With parameter value redacting, the value of the parameter is replaced with a SensitiveParameterValue object that effectively prevents the value of parameters marked SensitiveParameter from leaking to error logs, stack traces, etc.

-function passwordHash(string $password): string {
+function passwordHash(#[SensitiveParameter] string $password): string {
    debug_print_backtrace();
}

passwordHash('hunter2');
array(1) {
  [0]=>
  array(4) {
    ["file"]=> string(38) "..."
    ["line"]=> int(9)
    ["function"]=> string(3) "foo"
    ["args"]=> array(1) {
-     [0]=> string(38) "hunter2"
+     [0]=> object(SensitiveParameterValue)#1 (0) {
+     }
    }
  }
}

#[SensitiveParameter] Attribute

SensitiveParameter is a new PHP attribute added to PHP core in PHP 8.2.

This attribute can only be used on parameters.

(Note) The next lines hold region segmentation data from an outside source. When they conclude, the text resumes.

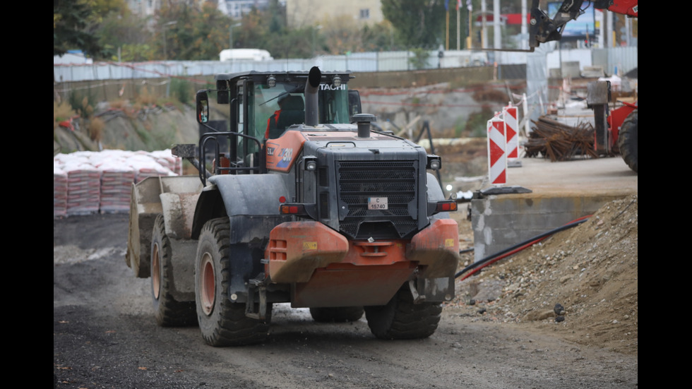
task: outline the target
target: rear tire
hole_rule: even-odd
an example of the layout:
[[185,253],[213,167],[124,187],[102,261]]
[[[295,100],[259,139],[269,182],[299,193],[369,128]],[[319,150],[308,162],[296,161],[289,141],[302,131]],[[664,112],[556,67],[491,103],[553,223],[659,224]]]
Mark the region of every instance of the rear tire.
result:
[[154,222],[151,237],[151,297],[154,316],[162,327],[197,324],[194,301],[179,301],[171,294],[173,268],[171,244],[164,225],[163,215]]
[[311,308],[310,315],[318,323],[344,323],[357,321],[363,317],[362,306],[340,306],[335,308]]
[[263,321],[245,316],[245,304],[231,302],[230,227],[227,217],[202,227],[195,263],[197,319],[204,341],[211,346],[240,346],[264,341],[269,331],[271,304]]
[[422,339],[435,333],[442,304],[413,304],[408,285],[399,289],[386,305],[366,306],[370,331],[379,339]]
[[620,132],[618,133],[618,148],[627,166],[638,173],[637,171],[639,164],[639,154],[637,150],[638,146],[637,111],[638,109],[632,111],[622,121]]

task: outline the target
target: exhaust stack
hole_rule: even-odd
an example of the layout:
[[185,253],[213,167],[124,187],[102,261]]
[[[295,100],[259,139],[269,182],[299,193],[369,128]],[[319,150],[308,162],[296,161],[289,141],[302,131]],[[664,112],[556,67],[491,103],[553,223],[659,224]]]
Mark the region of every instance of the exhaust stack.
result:
[[312,127],[319,124],[320,115],[318,104],[317,92],[322,80],[322,72],[319,68],[313,66],[308,74],[305,83],[305,125]]

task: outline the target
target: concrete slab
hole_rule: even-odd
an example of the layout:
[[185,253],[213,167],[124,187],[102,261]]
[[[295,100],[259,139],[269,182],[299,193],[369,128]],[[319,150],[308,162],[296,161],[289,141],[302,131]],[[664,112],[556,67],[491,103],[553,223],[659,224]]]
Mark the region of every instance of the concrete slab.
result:
[[[638,193],[638,176],[620,157],[551,162],[522,158],[507,184],[528,193],[493,194],[471,201],[475,261],[502,251]],[[484,188],[487,189],[487,188]]]

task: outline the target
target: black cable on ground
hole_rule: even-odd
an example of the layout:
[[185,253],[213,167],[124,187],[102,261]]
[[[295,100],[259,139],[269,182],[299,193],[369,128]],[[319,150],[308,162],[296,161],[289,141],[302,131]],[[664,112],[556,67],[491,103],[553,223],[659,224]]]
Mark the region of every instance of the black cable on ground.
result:
[[520,243],[518,244],[516,244],[515,246],[513,246],[511,247],[509,247],[508,249],[506,249],[504,250],[502,250],[501,251],[499,251],[498,253],[494,253],[494,254],[493,254],[491,256],[485,257],[483,259],[481,259],[480,261],[478,261],[477,262],[474,262],[471,265],[469,265],[468,266],[464,268],[463,269],[462,269],[461,270],[460,270],[459,272],[458,272],[456,274],[455,274],[454,275],[454,278],[458,278],[461,275],[464,274],[465,273],[466,273],[466,272],[467,272],[467,271],[469,271],[470,270],[475,269],[472,273],[467,275],[465,277],[464,277],[464,278],[462,278],[462,280],[465,280],[469,275],[471,275],[472,274],[473,274],[473,273],[476,273],[477,271],[481,270],[482,268],[484,268],[485,266],[487,266],[488,265],[490,265],[491,263],[493,263],[494,262],[496,262],[497,261],[499,261],[500,259],[502,259],[503,258],[509,256],[511,256],[512,254],[514,254],[514,253],[517,253],[518,251],[520,251],[521,250],[523,250],[524,249],[526,249],[527,247],[530,247],[530,246],[532,246],[533,244],[535,244],[536,243],[538,243],[539,241],[544,239],[545,238],[547,238],[547,237],[549,237],[549,236],[551,236],[551,235],[552,235],[552,234],[555,234],[556,232],[559,232],[561,231],[564,231],[565,229],[568,229],[570,228],[572,228],[573,227],[576,227],[576,226],[580,225],[581,223],[583,223],[584,222],[588,220],[590,217],[590,215],[589,215],[589,216],[585,216],[584,217],[581,217],[580,219],[577,219],[576,220],[575,220],[573,222],[571,222],[570,223],[568,223],[568,224],[566,224],[566,225],[563,225],[562,227],[557,227],[557,228],[556,228],[554,229],[551,229],[550,231],[548,231],[547,232],[544,232],[543,234],[541,234],[539,235],[537,235],[536,237],[534,237],[533,238],[531,238],[530,239],[524,241],[523,242],[521,242],[521,243]]

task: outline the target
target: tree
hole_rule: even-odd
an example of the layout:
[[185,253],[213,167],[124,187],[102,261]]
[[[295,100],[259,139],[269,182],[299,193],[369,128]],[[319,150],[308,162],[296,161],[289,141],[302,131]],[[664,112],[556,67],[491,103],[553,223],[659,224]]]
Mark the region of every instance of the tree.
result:
[[184,2],[170,2],[157,15],[154,35],[160,57],[177,60],[210,60],[228,47],[231,19],[215,4],[205,1],[197,8]]
[[444,42],[446,0],[381,0],[382,14],[410,47],[436,48]]
[[103,47],[90,30],[93,12],[86,0],[53,0],[53,55],[79,49],[99,56]]

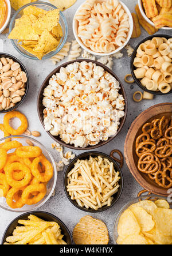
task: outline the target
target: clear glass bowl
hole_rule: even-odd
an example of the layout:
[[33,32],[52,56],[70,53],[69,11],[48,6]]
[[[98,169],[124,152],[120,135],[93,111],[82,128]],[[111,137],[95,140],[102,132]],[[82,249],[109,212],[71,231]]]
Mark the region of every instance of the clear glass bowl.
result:
[[[10,33],[11,32],[12,29],[14,27],[15,20],[17,20],[17,18],[20,18],[22,15],[23,15],[24,14],[23,10],[29,6],[36,6],[38,8],[42,9],[47,11],[53,10],[57,9],[57,7],[54,5],[51,5],[49,3],[46,3],[46,2],[33,2],[32,3],[28,3],[28,5],[24,5],[15,13],[14,16],[11,18],[10,24]],[[53,56],[57,54],[64,47],[64,44],[67,41],[68,35],[68,27],[67,20],[61,11],[60,12],[59,23],[62,28],[63,36],[61,39],[61,40],[57,49],[55,51],[51,51],[49,54],[44,56],[42,59],[49,59]],[[11,41],[15,49],[23,56],[26,58],[29,58],[31,59],[38,59],[37,57],[23,49],[20,46],[20,45],[18,44],[18,40],[11,39]]]
[[[50,179],[50,180],[48,182],[48,183],[46,185],[47,192],[45,197],[38,203],[33,205],[25,205],[24,206],[24,207],[22,207],[21,209],[11,209],[7,204],[6,201],[6,198],[5,198],[4,197],[0,197],[0,207],[4,209],[5,210],[7,210],[10,212],[19,212],[19,213],[29,212],[31,210],[35,210],[42,206],[43,205],[44,205],[44,204],[45,204],[47,202],[47,201],[52,196],[55,189],[57,182],[57,169],[54,160],[52,155],[50,154],[50,153],[49,153],[49,152],[46,149],[46,148],[45,148],[44,146],[43,146],[42,144],[41,144],[38,141],[36,141],[36,140],[30,137],[29,137],[28,136],[25,136],[25,135],[9,136],[5,138],[3,138],[2,139],[0,140],[0,144],[4,142],[6,138],[9,138],[11,139],[11,141],[17,140],[19,141],[24,146],[28,146],[28,144],[27,144],[27,143],[26,142],[26,140],[29,140],[32,142],[32,143],[34,144],[34,146],[39,146],[42,149],[42,153],[45,156],[45,157],[52,164],[53,168],[54,174],[53,178]],[[14,151],[15,151],[15,149],[9,150],[8,153],[12,153]]]
[[[118,213],[118,215],[116,219],[115,222],[115,224],[114,224],[114,243],[115,244],[117,244],[117,239],[118,238],[118,224],[119,224],[119,219],[120,218],[120,216],[122,216],[122,214],[123,213],[123,212],[127,210],[130,206],[131,206],[131,205],[134,204],[136,204],[138,202],[139,202],[140,201],[140,200],[146,200],[148,199],[148,198],[150,198],[151,197],[151,200],[158,200],[158,199],[164,199],[164,200],[167,200],[167,198],[165,198],[165,197],[160,197],[159,195],[142,195],[140,197],[138,197],[137,198],[135,198],[133,199],[132,201],[131,201],[130,202],[129,202],[128,204],[127,204],[122,209],[122,210],[120,211],[120,212]],[[171,204],[170,204],[170,208],[172,208]]]

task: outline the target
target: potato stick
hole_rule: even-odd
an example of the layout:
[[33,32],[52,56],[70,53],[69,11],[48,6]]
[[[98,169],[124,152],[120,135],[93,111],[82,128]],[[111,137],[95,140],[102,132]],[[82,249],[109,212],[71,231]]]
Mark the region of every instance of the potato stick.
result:
[[108,187],[109,187],[110,189],[112,189],[113,187],[112,187],[112,186],[111,186],[109,183],[108,183],[104,179],[103,179],[103,177],[101,177],[100,174],[98,174],[98,178],[99,178],[99,179],[102,181],[102,182],[104,183],[104,184],[105,184]]
[[80,195],[77,195],[77,197],[76,197],[75,198],[75,199],[77,199],[82,198],[83,197],[91,197],[91,194],[90,193],[88,193],[88,194],[84,194],[83,193],[83,194],[81,194]]
[[112,190],[111,190],[108,193],[104,195],[103,197],[104,198],[108,199],[109,197],[111,197],[112,195],[113,195],[114,194],[118,192],[119,188],[119,185],[116,186],[116,187],[115,187],[115,189],[112,189]]
[[80,189],[68,189],[67,190],[68,192],[72,191],[89,191],[91,190],[91,189],[86,189],[85,187],[80,188]]
[[101,204],[100,203],[100,199],[99,199],[99,196],[98,196],[97,194],[96,195],[96,200],[97,200],[97,204],[99,205],[99,208],[101,208]]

SensitiveParameter synopsis:

#[Attribute(Attribute::TARGET_PARAMETER)]
final class SensitiveParameter {
    public function __construct() {}
}

#[SensitiveParameterValue] Class

When a parameter is attributed as sensitive (with SensitiveParameter attribute), the actual values of the parameters available in var_dump/logging functions are replaced with an object of the new SensitiveParameterValue added in PHP 8.2.

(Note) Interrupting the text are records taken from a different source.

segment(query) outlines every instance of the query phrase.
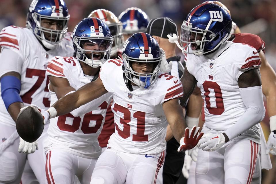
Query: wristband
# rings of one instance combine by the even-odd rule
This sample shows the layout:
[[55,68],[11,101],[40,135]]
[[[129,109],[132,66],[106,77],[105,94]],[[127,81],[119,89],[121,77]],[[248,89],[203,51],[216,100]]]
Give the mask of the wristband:
[[57,110],[53,107],[51,107],[46,111],[50,114],[49,119],[53,118],[57,116]]
[[198,122],[199,118],[192,118],[187,116],[185,117],[185,121],[189,128],[192,128],[194,126],[198,126]]
[[276,115],[273,116],[269,118],[269,125],[271,131],[276,130]]

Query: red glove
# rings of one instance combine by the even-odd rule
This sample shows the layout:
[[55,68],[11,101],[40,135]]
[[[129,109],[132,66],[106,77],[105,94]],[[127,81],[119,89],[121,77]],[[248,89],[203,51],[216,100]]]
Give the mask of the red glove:
[[177,151],[179,152],[181,151],[186,151],[195,146],[203,135],[203,133],[199,133],[199,127],[194,126],[191,131],[189,131],[189,128],[186,128],[185,129],[184,137],[180,139],[180,145],[177,149]]

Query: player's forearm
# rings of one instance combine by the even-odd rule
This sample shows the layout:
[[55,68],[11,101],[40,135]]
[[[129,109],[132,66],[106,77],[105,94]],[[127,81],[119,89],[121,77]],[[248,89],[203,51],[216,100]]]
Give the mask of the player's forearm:
[[271,88],[268,95],[265,95],[265,96],[269,116],[271,117],[275,116],[276,115],[276,88]]
[[240,90],[247,109],[237,122],[225,131],[230,140],[259,123],[265,113],[261,86],[240,89]]
[[16,118],[20,112],[20,109],[23,107],[24,105],[23,103],[19,102],[12,103],[9,106],[8,112],[15,122],[16,121]]
[[170,125],[168,124],[167,126],[167,132],[165,140],[166,140],[166,142],[168,142],[173,137],[173,134],[172,134],[172,131],[170,126]]
[[187,125],[185,122],[184,118],[177,118],[176,120],[173,124],[170,124],[170,126],[173,136],[175,139],[179,142],[180,139],[184,137],[185,134],[185,129],[187,127]]
[[181,78],[181,82],[183,86],[183,96],[179,99],[180,101],[180,105],[183,106],[193,93],[197,81],[195,77],[185,68],[183,76]]
[[267,109],[269,117],[270,131],[276,131],[276,93],[271,91],[267,98]]
[[[56,110],[57,116],[70,113],[81,105],[76,91],[60,98],[52,106]],[[50,114],[52,117],[52,115]]]

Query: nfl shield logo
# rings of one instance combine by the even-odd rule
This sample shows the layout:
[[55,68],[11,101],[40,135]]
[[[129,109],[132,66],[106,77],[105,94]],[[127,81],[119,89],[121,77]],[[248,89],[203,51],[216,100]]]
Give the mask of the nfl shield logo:
[[127,94],[127,97],[129,98],[132,98],[132,94],[129,93]]
[[210,63],[210,68],[214,68],[214,63]]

SensitiveParameterValue objects encapsulate the actual value of the parameter, in case the actual value needs to be deliberately obtained for legitimate use cases.

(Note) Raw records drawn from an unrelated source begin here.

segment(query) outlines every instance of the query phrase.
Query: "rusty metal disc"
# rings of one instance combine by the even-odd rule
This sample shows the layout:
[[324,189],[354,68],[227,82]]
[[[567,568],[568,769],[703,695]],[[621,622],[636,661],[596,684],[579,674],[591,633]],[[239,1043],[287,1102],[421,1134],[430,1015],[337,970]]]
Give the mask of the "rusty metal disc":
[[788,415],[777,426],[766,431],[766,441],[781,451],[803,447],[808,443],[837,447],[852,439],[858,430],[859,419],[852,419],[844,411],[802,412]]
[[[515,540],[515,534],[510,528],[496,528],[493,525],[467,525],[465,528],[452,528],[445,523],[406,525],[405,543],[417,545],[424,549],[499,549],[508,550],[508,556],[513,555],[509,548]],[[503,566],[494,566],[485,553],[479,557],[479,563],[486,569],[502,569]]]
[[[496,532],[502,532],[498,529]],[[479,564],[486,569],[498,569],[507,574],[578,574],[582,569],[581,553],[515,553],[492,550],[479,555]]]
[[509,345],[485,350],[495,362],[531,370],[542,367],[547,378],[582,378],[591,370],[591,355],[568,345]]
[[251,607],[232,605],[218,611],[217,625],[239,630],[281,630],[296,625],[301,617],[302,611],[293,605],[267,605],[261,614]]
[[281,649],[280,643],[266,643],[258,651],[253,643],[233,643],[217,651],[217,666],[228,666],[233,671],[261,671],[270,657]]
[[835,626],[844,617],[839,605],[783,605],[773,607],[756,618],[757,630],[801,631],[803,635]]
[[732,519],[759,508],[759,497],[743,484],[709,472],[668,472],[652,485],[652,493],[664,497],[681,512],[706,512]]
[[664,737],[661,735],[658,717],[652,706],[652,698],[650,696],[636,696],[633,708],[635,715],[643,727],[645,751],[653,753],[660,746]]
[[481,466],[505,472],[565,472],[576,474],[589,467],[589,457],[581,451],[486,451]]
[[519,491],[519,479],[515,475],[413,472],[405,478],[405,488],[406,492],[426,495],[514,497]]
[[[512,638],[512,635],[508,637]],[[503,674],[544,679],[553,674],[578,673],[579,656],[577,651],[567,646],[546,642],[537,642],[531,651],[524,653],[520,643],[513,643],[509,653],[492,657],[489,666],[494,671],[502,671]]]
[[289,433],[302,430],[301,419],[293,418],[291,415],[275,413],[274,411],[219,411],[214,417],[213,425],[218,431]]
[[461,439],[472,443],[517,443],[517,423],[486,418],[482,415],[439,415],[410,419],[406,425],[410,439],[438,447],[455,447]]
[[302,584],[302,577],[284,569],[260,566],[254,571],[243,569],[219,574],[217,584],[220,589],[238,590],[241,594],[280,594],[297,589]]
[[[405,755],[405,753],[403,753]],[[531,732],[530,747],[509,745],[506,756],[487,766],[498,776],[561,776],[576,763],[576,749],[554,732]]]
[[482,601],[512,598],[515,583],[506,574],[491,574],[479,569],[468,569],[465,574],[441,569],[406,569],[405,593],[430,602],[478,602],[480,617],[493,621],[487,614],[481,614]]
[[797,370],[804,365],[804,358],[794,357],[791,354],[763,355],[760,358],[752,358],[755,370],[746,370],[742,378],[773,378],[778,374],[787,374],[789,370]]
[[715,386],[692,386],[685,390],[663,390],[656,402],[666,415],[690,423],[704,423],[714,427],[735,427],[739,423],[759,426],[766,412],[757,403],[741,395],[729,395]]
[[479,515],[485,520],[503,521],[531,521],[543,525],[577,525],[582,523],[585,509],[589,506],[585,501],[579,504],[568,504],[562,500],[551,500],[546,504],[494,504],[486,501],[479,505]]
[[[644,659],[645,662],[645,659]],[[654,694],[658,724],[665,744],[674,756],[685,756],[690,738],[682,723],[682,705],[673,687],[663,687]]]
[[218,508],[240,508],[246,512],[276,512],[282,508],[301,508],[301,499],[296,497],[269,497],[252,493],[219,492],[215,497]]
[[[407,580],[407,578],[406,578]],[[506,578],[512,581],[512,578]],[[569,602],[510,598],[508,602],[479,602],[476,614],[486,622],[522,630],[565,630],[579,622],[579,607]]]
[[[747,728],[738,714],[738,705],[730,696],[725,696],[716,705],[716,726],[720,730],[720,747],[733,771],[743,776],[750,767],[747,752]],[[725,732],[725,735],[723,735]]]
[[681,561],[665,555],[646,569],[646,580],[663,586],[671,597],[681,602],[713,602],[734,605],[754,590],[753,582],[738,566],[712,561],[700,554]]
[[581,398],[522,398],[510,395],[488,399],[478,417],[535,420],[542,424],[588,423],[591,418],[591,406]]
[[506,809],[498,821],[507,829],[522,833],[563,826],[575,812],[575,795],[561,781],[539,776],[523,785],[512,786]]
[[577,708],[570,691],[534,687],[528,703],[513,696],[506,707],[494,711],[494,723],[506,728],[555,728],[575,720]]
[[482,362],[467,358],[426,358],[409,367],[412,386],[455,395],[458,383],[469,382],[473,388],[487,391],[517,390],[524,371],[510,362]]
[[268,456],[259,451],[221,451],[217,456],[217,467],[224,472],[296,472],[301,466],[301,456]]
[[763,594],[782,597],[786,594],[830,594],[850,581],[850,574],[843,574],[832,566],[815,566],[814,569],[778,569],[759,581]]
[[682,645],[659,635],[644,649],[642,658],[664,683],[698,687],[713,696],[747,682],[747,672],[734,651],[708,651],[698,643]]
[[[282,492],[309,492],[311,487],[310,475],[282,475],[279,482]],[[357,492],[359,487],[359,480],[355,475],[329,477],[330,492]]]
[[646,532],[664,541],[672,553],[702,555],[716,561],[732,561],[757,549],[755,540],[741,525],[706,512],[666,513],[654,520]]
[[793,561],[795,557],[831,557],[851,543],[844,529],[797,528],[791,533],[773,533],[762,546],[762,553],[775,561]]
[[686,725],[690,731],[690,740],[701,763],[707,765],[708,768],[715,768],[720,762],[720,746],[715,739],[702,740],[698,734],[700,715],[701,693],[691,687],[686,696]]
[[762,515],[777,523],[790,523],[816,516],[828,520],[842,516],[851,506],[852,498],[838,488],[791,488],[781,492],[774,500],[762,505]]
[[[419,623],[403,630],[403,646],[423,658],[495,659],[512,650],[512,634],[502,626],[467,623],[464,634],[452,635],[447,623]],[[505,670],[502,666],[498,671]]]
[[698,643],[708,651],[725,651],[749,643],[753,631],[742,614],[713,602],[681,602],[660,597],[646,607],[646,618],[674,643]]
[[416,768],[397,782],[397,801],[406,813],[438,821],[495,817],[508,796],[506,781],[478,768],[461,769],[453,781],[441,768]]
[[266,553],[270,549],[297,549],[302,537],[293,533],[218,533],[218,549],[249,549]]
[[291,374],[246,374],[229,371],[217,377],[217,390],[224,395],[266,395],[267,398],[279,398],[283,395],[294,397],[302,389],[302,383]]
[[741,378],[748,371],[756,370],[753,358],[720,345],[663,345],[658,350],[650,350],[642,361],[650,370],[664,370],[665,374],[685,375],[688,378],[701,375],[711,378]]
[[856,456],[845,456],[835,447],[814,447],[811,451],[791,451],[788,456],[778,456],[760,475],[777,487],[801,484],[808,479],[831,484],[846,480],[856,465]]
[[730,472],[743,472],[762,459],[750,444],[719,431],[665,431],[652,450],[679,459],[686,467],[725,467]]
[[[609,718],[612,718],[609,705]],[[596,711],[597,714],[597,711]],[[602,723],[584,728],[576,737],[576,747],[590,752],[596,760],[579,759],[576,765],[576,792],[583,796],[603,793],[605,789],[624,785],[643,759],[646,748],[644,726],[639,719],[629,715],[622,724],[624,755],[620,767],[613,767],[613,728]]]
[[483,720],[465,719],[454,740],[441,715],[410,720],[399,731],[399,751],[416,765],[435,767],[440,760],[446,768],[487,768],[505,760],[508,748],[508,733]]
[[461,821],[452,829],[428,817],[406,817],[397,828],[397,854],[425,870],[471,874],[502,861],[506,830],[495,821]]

SensitiveParameterValue synopsis:

final class SensitiveParameterValue {  
  private readonly mixed $value;

  public function __construct(mixed $value) {
    $this->value = $value;
  }

  public function getValue(): mixed {
    return $this->value;
  }

  public function __debugInfo(): array {
    return [];
  }

  public function __serialize(): array { 
    throw new \Exception("Serialization of 'SensitiveParameterValue' is not allowed");
  }

  public function __unserialize(array $data): void {
    throw new \Exception("Unserialization of 'SensitiveParameterValue' is not allowed");
  }
}

When a parameter value is redacted, the actual value is stored in the private property value. Because the value property is marked private, it cannot be accessed from outside the SensitiveParameterValue class. The __debugInfo magic method returns an empty array, which makes sure the value property is not included in any debug values.

To access the actual value, call getValue() method:

$stackTrace = debug_backtrace();
var_dump($stackTrace[0]['args'][0]->getValue()); // "hunter2"

Serialization of SensitiveParameterValue objects

It is not allowed to serialize SensitiveParameterValue objects:

$stackTrace = debug_backtrace();
serialize($stackTrace);
Exception: Serialization of 'SensitiveParameterValue' is not allowed in ...:...

This behavior prevents the sensitive value from being exposed in the serialized string, but may introduce compatibility issues on loggers that attempt to serialize the stack trace without being aware of potential values that must not be serialized. However, SensitiveParameterValue is not the only class that cannot be serialized, and any application that serializes stack traces must make sure to avoid serializing such class objects.

Backwards Compatibility Impact

SensitiveParameter and SensitiveParameterValue are newly declared classes in the global namespace. User-land applications are no longer allowed to declare classes in the global namespace with the same names.

It is possible to polyfill SensitiveParameter and SensitiveParameterValue classes themselves in older PHP versions, but PHP will not automatically redact parameters attributed with SensitiveParameter.